Joan Mellen
professor emerita Temple University, Philadelphia Pa. USA
USA
Voted for
Film | Year | Director |
---|---|---|
Battleship Potemkin | 1925 | Sergei M. Eisenstein |
Ivan the Terrible | 1945 | Sergei M. Eisenstein |
Seven Samurai | 1954 | Akira Kurosawa |
The Conformist | 1970 | Bernardo Bertolucci |
Belle de jour | 1967 | Luis Buñuel |
The Exterminating Angel | 1962 | Luis Buñuel |
Greed | 1923 | Erich von Stroheim |
Modern Times | 1936 | Charles Chaplin |
McCabe & Mrs. Miller | 1971 | Robert Altman |
The Godfather Part II | 1974 | Francis Ford Coppola |
Comments
Battleship Potemkin
1925 USSR
This film is a clinic in filmmaking, in film-editing.

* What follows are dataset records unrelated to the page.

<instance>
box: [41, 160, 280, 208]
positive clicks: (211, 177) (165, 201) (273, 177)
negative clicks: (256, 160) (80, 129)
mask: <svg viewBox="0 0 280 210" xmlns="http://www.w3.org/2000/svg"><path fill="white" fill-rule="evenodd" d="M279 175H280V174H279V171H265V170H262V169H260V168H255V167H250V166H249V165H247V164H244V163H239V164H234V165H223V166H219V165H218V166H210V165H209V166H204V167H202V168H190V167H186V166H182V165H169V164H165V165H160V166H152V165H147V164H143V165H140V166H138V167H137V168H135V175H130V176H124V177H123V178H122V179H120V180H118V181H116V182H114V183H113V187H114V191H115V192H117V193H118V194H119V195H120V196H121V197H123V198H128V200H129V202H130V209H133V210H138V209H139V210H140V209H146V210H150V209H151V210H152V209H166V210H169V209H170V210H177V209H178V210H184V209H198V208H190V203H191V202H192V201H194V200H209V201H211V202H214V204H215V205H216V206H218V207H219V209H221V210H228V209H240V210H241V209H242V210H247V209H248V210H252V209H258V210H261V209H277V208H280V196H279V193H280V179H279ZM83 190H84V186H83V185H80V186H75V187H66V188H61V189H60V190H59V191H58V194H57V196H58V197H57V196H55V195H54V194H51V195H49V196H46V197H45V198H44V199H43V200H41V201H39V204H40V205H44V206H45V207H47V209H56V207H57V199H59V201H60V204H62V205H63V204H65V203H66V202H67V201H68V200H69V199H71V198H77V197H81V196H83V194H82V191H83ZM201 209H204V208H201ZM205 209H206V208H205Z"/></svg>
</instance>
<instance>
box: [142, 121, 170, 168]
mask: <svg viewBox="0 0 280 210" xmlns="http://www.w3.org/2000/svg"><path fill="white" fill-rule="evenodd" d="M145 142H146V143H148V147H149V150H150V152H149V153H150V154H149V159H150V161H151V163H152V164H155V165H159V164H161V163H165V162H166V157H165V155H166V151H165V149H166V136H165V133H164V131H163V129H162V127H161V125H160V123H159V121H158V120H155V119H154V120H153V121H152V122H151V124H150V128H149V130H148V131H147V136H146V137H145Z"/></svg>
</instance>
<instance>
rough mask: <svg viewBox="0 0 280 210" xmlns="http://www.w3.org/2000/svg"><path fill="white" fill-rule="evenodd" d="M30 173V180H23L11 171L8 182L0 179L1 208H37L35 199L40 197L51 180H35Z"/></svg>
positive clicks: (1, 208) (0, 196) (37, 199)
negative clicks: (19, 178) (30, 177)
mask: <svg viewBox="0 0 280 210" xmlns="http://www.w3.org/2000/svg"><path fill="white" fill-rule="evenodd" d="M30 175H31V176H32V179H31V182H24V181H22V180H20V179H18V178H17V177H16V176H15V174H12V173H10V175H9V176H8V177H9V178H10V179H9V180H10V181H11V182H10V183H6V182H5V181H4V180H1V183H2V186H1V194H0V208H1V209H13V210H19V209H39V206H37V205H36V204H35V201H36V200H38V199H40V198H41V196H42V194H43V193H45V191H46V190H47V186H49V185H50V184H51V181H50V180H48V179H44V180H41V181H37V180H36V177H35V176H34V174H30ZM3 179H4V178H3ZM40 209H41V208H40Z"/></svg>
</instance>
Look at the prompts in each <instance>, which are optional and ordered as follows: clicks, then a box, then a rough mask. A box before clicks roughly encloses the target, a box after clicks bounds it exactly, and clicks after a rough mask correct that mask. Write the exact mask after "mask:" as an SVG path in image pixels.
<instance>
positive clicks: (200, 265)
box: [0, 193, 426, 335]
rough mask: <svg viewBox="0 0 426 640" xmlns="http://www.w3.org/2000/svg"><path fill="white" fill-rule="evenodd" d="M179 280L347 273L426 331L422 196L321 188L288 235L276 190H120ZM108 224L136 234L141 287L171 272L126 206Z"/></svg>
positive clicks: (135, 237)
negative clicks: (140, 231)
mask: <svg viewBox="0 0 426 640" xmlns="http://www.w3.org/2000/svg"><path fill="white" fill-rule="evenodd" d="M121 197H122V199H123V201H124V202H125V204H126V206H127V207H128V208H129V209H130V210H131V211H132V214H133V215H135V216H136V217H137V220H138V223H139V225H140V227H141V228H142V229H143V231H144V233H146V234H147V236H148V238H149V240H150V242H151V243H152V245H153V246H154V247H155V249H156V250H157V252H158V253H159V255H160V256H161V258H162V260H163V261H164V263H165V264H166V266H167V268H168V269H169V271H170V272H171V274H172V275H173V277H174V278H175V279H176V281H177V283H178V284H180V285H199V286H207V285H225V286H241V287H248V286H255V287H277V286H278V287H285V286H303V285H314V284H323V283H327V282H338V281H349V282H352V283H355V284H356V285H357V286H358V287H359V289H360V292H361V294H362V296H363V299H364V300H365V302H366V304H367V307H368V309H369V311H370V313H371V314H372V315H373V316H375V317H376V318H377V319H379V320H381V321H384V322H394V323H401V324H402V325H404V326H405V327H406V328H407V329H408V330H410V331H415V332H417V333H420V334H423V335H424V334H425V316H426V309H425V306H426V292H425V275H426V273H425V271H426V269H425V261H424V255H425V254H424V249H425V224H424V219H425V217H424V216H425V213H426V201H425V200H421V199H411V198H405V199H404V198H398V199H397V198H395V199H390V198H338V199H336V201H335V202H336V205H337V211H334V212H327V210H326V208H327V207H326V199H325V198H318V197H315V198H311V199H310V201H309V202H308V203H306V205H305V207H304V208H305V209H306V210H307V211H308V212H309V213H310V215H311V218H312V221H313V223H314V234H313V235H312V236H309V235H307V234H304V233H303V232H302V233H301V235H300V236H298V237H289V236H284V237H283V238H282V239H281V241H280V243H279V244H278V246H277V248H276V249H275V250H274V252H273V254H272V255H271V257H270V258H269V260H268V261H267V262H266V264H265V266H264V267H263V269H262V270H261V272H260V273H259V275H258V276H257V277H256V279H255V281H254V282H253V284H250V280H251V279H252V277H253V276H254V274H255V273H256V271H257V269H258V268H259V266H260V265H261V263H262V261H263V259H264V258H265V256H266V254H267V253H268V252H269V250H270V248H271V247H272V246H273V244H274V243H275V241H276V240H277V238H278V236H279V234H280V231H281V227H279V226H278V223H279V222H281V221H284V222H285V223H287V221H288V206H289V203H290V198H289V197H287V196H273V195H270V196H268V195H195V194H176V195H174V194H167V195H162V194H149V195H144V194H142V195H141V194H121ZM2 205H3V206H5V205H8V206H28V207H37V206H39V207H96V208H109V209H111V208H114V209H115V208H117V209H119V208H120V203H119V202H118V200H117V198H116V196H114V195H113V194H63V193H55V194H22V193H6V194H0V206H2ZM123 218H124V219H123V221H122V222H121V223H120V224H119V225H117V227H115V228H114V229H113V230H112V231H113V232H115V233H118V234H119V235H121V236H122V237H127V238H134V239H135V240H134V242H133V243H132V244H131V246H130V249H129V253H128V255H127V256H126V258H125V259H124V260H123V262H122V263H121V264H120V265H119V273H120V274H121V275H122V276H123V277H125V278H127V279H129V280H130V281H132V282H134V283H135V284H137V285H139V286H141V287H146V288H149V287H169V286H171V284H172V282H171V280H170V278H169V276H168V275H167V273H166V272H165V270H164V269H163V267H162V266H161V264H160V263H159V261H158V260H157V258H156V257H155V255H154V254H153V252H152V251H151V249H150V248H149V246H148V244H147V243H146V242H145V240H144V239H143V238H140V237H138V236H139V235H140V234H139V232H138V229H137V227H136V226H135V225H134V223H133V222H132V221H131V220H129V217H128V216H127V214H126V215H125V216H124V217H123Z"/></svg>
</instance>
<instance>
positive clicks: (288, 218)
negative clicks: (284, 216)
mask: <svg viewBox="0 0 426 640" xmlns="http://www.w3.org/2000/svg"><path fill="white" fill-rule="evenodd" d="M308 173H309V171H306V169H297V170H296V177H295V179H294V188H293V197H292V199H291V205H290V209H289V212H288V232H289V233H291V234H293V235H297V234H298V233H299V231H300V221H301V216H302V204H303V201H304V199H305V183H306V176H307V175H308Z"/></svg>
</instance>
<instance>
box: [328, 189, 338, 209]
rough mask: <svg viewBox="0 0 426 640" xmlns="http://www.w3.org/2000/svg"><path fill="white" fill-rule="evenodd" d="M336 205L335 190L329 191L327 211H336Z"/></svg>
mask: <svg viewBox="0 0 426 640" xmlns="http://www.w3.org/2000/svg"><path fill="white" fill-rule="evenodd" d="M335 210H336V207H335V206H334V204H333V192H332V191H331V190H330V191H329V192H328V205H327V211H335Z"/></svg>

It invents the genre.
Ivan the Terrible
1945 USSR
This film teaches us how to penetrate the nuances of history. The color sequence in Part II introduces film to color as to psychological ambiguity.
Seven Samurai
1954 Japan
Kurosawa is Eisenstein's principal heir and is the genius of Japanese cinema.
The Conformist
1970 Italy, France, Federal Republic of Germany
Freud and Marx collide in this brilliant interpretation of World War Two, the personal and political as interchangeable.
Belle de jour
1967 France, Italy
Any Bunuel film would qualify.
The Exterminating Angel
1962 Mexico
I chose this one because it is so uncompromising.
Greed
1923 USA
I'm claiming "Greed" as an American film. It is truly original.
Modern Times
1936 USA
This one requires no explanation.
McCabe & Mrs. Miller
1971 USA
The story of the American West bar none.
The Godfather Part II
1974 USA
With the Altman film, this is America.